Environment Variables

Variable Default (via wrapper) Effect
CLAWMEM_EMBED_URL http://localhost:8088 Embedding server. Falls back to in-process node-llama-cpp if unset.
CLAWMEM_EMBED_API_KEY (none) API key for cloud embedding. Enables cloud mode: batch embedding, provider-specific params, TPM-aware pacing.
CLAWMEM_EMBED_MODEL embedding Model name for embedding requests. Override for cloud providers (e.g. jina-embeddings-v5-text-small).
CLAWMEM_EMBED_TPM_LIMIT 100000 Tokens-per-minute limit for cloud embedding pacing. Match to your provider tier.
CLAWMEM_EMBED_DIMENSIONS (none) Output dimensions for OpenAI text-embedding-3-* Matryoshka models.
CLAWMEM_LLM_URL http://localhost:8089 LLM server. Falls to node-llama-cpp if unset + NO_LOCAL_MODELS=false.
CLAWMEM_RERANK_URL http://localhost:8090 Reranker server. Falls to node-llama-cpp if unset + NO_LOCAL_MODELS=false.
CLAWMEM_NO_LOCAL_MODELS false Blocks node-llama-cpp auto-downloads. Set true for remote-only.
CLAWMEM_ENABLE_AMEM enabled A-MEM note construction + link generation during indexing.
CLAWMEM_ENABLE_CONSOLIDATION disabled Background worker backfills unenriched docs. Needs long-lived MCP process.
CLAWMEM_CONSOLIDATION_INTERVAL 300000 Worker interval in ms (min 15000).

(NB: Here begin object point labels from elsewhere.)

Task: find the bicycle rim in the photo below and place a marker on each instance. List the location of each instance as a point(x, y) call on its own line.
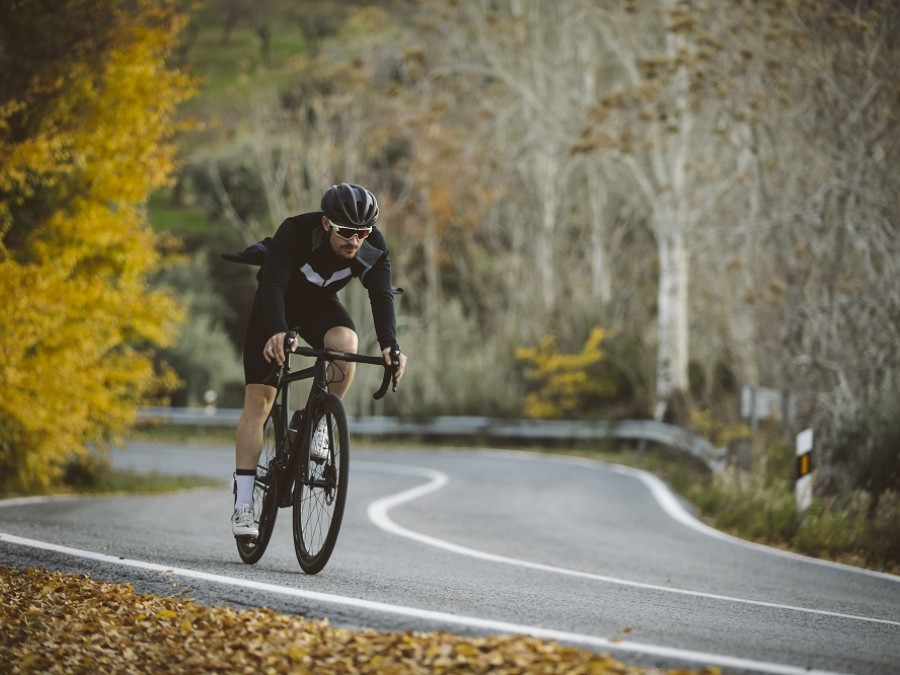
point(321, 488)
point(265, 498)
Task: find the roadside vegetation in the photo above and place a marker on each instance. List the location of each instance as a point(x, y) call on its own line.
point(68, 623)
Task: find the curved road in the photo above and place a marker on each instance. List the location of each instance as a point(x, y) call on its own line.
point(487, 542)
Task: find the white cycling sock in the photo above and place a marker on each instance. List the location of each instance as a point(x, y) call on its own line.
point(243, 489)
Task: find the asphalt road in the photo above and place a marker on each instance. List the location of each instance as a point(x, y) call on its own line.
point(487, 542)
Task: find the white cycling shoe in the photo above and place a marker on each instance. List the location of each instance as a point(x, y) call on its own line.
point(318, 447)
point(242, 522)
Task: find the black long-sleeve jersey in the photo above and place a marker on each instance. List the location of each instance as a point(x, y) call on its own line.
point(300, 265)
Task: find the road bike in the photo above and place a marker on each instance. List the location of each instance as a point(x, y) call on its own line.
point(305, 458)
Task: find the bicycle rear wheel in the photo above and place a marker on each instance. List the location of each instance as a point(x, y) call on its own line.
point(265, 494)
point(321, 487)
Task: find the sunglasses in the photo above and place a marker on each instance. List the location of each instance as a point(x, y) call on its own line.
point(349, 232)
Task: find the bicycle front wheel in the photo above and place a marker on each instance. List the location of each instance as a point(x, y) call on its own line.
point(321, 487)
point(265, 495)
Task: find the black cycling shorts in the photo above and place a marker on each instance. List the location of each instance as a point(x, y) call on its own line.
point(312, 321)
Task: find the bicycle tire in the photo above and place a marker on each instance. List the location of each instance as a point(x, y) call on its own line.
point(265, 495)
point(320, 490)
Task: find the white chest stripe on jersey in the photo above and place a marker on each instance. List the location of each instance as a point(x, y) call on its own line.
point(314, 277)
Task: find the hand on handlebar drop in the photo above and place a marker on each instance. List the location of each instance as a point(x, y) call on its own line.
point(274, 349)
point(401, 362)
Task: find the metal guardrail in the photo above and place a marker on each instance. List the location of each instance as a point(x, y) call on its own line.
point(478, 427)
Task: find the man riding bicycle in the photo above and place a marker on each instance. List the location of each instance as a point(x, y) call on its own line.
point(310, 258)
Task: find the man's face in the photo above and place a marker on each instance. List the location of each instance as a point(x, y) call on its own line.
point(345, 248)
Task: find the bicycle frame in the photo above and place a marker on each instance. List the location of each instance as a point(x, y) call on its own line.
point(318, 491)
point(288, 446)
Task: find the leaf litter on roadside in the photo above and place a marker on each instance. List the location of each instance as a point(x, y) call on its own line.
point(69, 623)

Note: The bin/clawmem wrapper sets all endpoint defaults. Always use the wrapper — never bun run src/clawmem.ts directly.


Quick Setup

# Install via npm
bun add -g clawmem   # or: npm install -g clawmem

# Or from source
git clone https://github.com/yoloshii/clawmem.git ~/clawmem
cd ~/clawmem && bun install
ln -sf ~/clawmem/bin/clawmem ~/.bun/bin/clawmem

# Bootstrap a vault (init + index + embed + hooks + MCP)
clawmem bootstrap ~/notes --name notes

# Or step by step:
./bin/clawmem init
./bin/clawmem collection add ~/notes --name notes
./bin/clawmem update --embed
./bin/clawmem setup hooks
./bin/clawmem setup mcp

# Verify
./bin/clawmem doctor    # Full health check
./bin/clawmem status    # Quick index status

Background Services (systemd user units)

mkdir -p ~/.config/systemd/user

# clawmem-watcher.service — auto-indexes on .md changes
cat > ~/.config/systemd/user/clawmem-watcher.service << 'EOF'
[Unit]
Description=ClawMem file watcher — auto-indexes on .md changes
After=default.target

[Service]
Type=simple
ExecStart=%h/clawmem/bin/clawmem watch
Restart=on-failure
RestartSec=10

[Install]
WantedBy=default.target
EOF

# clawmem-embed.service — oneshot embedding sweep
cat > ~/.config/systemd/user/clawmem-embed.service << 'EOF'
[Unit]
Description=ClawMem embedding sweep

[Service]
Type=oneshot
ExecStart=%h/clawmem/bin/clawmem embed
EOF

# clawmem-embed.timer — daily at 04:00
cat > ~/.config/systemd/user/clawmem-embed.timer << 'EOF'
[Unit]
Description=ClawMem daily embedding sweep

[Timer]
OnCalendar=*-*-* 04:00:00
Persistent=true
RandomizedDelaySec=300

[Install]
WantedBy=timers.target
EOF

# Enable and start
systemctl --user daemon-reload
systemctl --user enable --now clawmem-watcher.service clawmem-embed.timer
loginctl enable-linger $(whoami)

Note: Service files use %h (home dir). For remote GPU, add Environment=CLAWMEM_EMBED_URL=http://host:8088 etc. to both service files.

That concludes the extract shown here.